Monday, 23 November 2015

The most emotiobal day of my life.

Yesterday was the most emotional day of my life. I've had plenty of days where I've felt emotion on a high level and it has taken over my day, but this was on a whole new level. I had several emotions all going at once and on a very high level, all day. Yesterday was the day I would leave Mexico and start the trip "for real" it was also the day I'd be saying good bye to Stacy and be on my own. The amount of emoyions swirling I just couldn't seem to settle down. In fact, I was in the line up checking into my flight to lima and I almost broke out into tears. Between the nerves, sadness, anticipation, and excitment I just needed some sort of release. I'm usually pretty good at keeping my emotions in check, but this was just too much. Getting onto the plane was tough and Stacy and I both cried for sadness. I cried again for happiness less than an hour later as I looked out the window of the plane and knew I was doing it. I was seeing this dream materialize.
It was the most emotional day of my life and I'm sure as the journey gets more intense the nerves and emotions that go with it will get more intense as well. Who knows, maybe I will become someone who cries more often.

Sunday, 22 November 2015

1 week in

So, it's been one week since I started this mega trip and already it's been quite the experience. My first week was in Mexico with Stacy and her family. The funny thing about doing the trip with Stacy and her family and deciding to go to a resort is that it allowed to ease into the whole trip. I was able to meet my cousin Alex at one point and she had made the comment that booking a resort is like the Wal-Mart of travelling. You don't have to do much and everything is right there.
One element that struck me upon landing in Cancun is that I really didn't give Mexico the excitment it deserved. The Mexico portion had almost become an after thought. When the plane was descending and I was able to see the trees and the soil I found myself excited. I had forgot about how thrilling it can be to visit a new place . I was so wrapped up in the larger trip I didn't give mexico it's due.
As the only other time at a resort I quickly found myself bored. For the first few days there I was trucking along and chilling out but Stacy and I both agreed that the resort thing really isn't us. We are more explorer types. I felt like the Mexico portion of the trip really hit its stride about mid way through the week when we rented bikes and rode into Playa del Carmen. We got off the resort, saw some people who weren't tourists, and had fun doing it.
A few days later we did our one excursion which was a full day trip to chichen itza. The days started with almost 4 hours in busses and we hadn't done anything yet. When we finally got to Chichen it was pretty neat. A complete tourist trap, but the history of the place is undeniable. The element that struck me most about the actual Yucatan temple is what great condition it was in. Could have been built just 100 years ago and I'd believe it, it was that good.
From chichen we went swimming in a huge cenote. This was the highlight of my week. After the sweltering heat we went into a sink hole about 150 feet down swimming in cool water along side fish with the hole open so you could see all the vegitation above. It was awesome.
The rest of Mexico wrapped up pretty nicely spending time at the resort with Stacy and her family.
For what little consideration I gave Mexico it sure delivered the goods.

Thursday, 5 November 2015

The Process

It isn't achieving the goal, but the process of working to a goal that will change you.
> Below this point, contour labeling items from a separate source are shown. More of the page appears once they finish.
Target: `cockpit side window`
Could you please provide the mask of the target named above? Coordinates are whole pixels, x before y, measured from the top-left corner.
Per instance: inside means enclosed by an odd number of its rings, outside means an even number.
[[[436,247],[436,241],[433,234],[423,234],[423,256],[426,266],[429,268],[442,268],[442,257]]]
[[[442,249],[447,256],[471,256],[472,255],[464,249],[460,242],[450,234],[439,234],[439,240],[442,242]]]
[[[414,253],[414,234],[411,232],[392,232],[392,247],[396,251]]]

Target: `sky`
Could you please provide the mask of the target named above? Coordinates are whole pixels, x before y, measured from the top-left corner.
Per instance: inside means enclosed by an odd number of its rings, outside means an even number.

I've heard something to this affect a hundred times. I tend to listen to motivational speeches when I go to the gym. It's great for my mental and physical health but this particular shred of knowledge is a reoccurring theme.

Since making the decision to go on megatrip it's startling to reflect on how much I've changed. The most noticeable is in attitude of being able to achieve goals. As I mentioned in an earlier post, for years, I questioned whether or not I could make a trip like this happen. I realized that I could make it happen, and what's more is that it's pretty simple to do! I even find myself experiencing a pang of irritation when I talk to people about my trip and I hear "I wish I....." or "if only I could......" or "it's too late....." In keeping with having civil conversation I tell the person that they can achieve it, whatever 'it' is. I resist the desire to scream how it's possible and go into motivational speaker mode, but I have this forum. It's so possible, and very simple. It's not necessarily easy, but it's simple. You must be focussed on what you want and just make it a priority. For the last 2 years I've de-prioritized eating lunch out, buying clothing, buying toys, and making other purchases that I would normally otherwise make.

As a result of my prioritizing I am now 10 days away from making my biggest adventure and one of my life goals a reality. Hasn't always been easy, but it's been amazingly simple. Whatever the goal you work towards, it is the process not the goal itself that will transform you.